The first of the two Joan Aiken things I like is The Stolen Lake, which I will defend against all comers as the most insane Arthurian novel ever written, and desperately treasure. I don't want to tell you anything else about it. It is too gloriously weird.

The second is the short story 'The Land of Trees and Heroes', which, as it is an Armitage family story, has been reprinted by Small Beer Press in this collection, The Serial Garden, along with all the other Armitage stories.

The deal with the Armitages is that, while they were on their honeymoon, Mrs. Armitage worried that their life might be boring, and wished for magical and exceptional things to happen to them. But only-- well, mostly-- on Mondays, so as not to make too much of a mess. The first and seminal Armitage story, which Aiken wrote at the age of sixteen (it reads as though she'd been a pro for decades) is called 'Yes, But Today Is Tuesday', in which the Armitage children inform their parents that there is a unicorn in the garden and this is incredibly confusing and upsetting because it is, in fact, Tuesday. The world has therefore slipped its natural courses. Unicorns are fine on Mondays, but Tuesday is just beyond the pale...

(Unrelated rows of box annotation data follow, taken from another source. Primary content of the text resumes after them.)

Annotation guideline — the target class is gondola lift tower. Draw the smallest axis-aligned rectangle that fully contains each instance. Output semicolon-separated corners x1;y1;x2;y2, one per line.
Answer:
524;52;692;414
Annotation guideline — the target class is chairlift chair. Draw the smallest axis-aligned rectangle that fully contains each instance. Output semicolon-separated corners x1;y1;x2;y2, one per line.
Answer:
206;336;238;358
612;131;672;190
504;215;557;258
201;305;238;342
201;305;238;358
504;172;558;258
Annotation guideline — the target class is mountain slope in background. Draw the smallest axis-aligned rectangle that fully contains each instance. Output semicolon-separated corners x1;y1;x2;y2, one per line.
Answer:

At their best, the Armitage stories, which Aiken wrote throughout her multi-decade career, walk a thin and lovely balance between the kind of domestic comedy in which odd magical happenings are taken completely for granted and the kind of domestic comedy in which odd magical happenings are, well, extremely peculiar. The Armitages are perfectly capable of dealing with anything whatsoever, as long as it happens on a Monday and everyone gets turned back into their natural shapes before teatime. This must have been an influence on Diana Wynne Jones, I can't see it not being.

At their worst, the stories fall off one side or the other of that tightrope. When everyone is too blasé about magic, there's little sense of danger, and when they're too confused, there's little sense of the unflappability that really makes the humor. But at least half the stories do walk that line adequately.

And 'The Land of Trees and Heroes' throws in the numinous. It is, as far as I can tell, an Armitage retelling (with alterations) of At the Back of the North Wind, without the bad poetry and Victorian philosophizing. It's funny (there is one segment that makes me laugh every single time), mythic, odd, pragmatic, and manages to feel nothing at all like E. Nesbit (which, by virtue of subject matter, it should; I love E. Nesbit but sometimes she is a magnetic force).

So I bought the collection for that one story, really, but it is a good collection, a good read-aloud book for a rainy night, full of wizards who practice eminent domain, church fetes to buy new wands for retired fairies, and the unicorns eating the azaleas. And, thank heaven, it is never, ever twee; sometimes flat, but never over-sentimental, purple, or treacly.

Maybe in another decade or so I'll run into another Joan Aiken I like.